Die Fünfzehnjährige kam manchmal und vertrat die Mutter; dann war der Hausflur immer viel sauberer gewischt und die Stiefel des Herrn Barons waren so blank geputzt, dass man sich hätte darin spiegeln können. Wenn das junge Ding im Flechtenkranz mit Besen und Scheuerbürste flink hantierte und mit dem Eimer klapperte, sang sie dabei. Frau Doktor war das nicht angenehm, in der Stille des Hauses war es plötzlich so laut, aber eine Rücksicht hielt sie zurück: man konnte der Fleissigen doch unmöglich den Mund verbieten. Selbst wenn das Mädchen den Gassenhauer pfiff, den der Orgeldreher mit dem Stelzfuss Sonntags an der Fähre zum Überdruss orgelte, sagte sie nichts.
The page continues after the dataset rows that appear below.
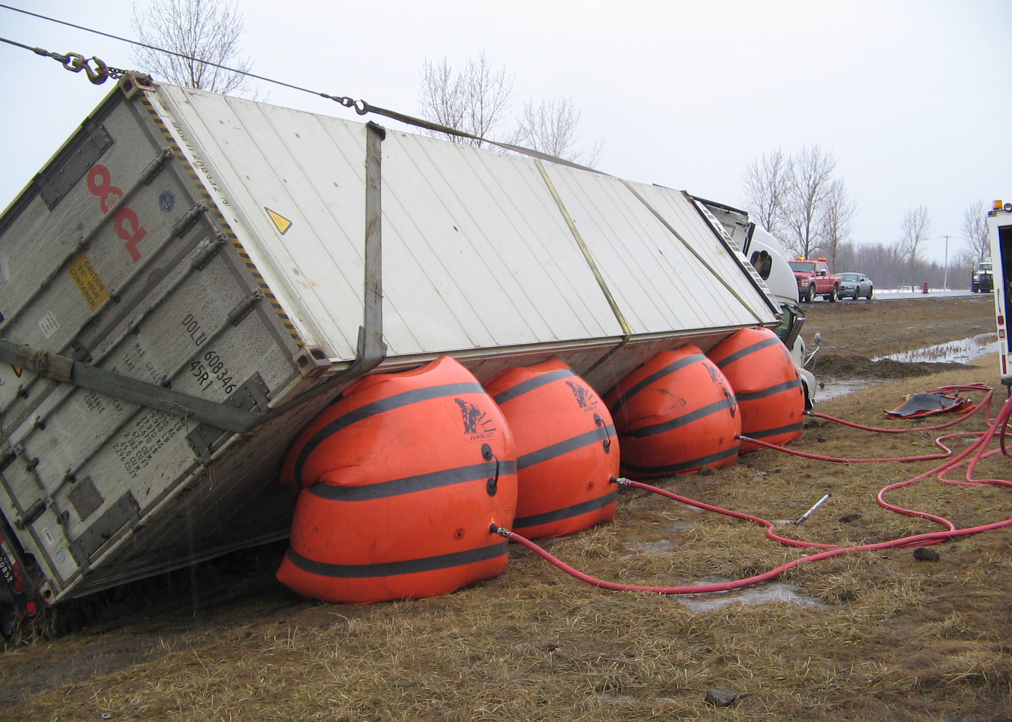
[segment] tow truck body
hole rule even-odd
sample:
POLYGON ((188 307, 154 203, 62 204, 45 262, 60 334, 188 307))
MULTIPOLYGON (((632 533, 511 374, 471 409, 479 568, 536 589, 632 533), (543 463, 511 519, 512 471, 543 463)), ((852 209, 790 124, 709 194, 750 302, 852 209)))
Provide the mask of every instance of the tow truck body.
POLYGON ((1010 354, 1008 311, 1010 300, 1010 265, 1012 265, 1012 203, 996 200, 988 211, 988 241, 991 245, 992 278, 995 279, 995 317, 998 322, 999 366, 1002 383, 1012 391, 1012 354, 1010 354))
POLYGON ((797 282, 797 295, 803 301, 811 303, 816 296, 836 301, 839 297, 842 279, 839 274, 829 272, 825 258, 811 261, 798 257, 796 261, 790 262, 790 268, 797 282))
Warum dem harmlosen Kind die zutrauliche Unbefangenheit nehmen?

Maria Kaspers hatte eine Art, die so frei und unbefangen war, dass sie oft ganz sonderbar anmutete — war die dreist? — nein, hier war die ganze Natürlichkeit und unbefangene Sicherheit des Kindes aus dem Volk. Auch der Oberst sah mit Wohlwollen auf Maria Kaspers. Als sie ihn einmal so freundlich anlachte, dass alle ihre weissen Zähne blitzten und ihre Augen lustig tanzten, klopfte er sie auf die Wange, die fest und rund war wie ein gesunder Apfel: die wurde mal eine Tüchtige, der war die Arbeit ja Lust! Zum ersten Male fand er Frau Doktor weltfremd und geradezu altjüngferlich, als er zu bemerken glaubte, dass sie es nicht gern sah, wenn Maria Kaspers sich viel mit Hans-Helmut befasste. Sie rief ihn jedesmal zu sich herein in die Stube. Das konnte dem Jungen doch nichts schaden, wenn er mit dem Mädchen schwatzte! Die war zudem schon vor ein paar Jahren gefirmelt, eine grosse, verständige Person. Diese Kluft der Jahre und die noch weit grössere Kluft des Standes schalteten ja von vornherein schon ein zu grosses Vertrautwerden aus.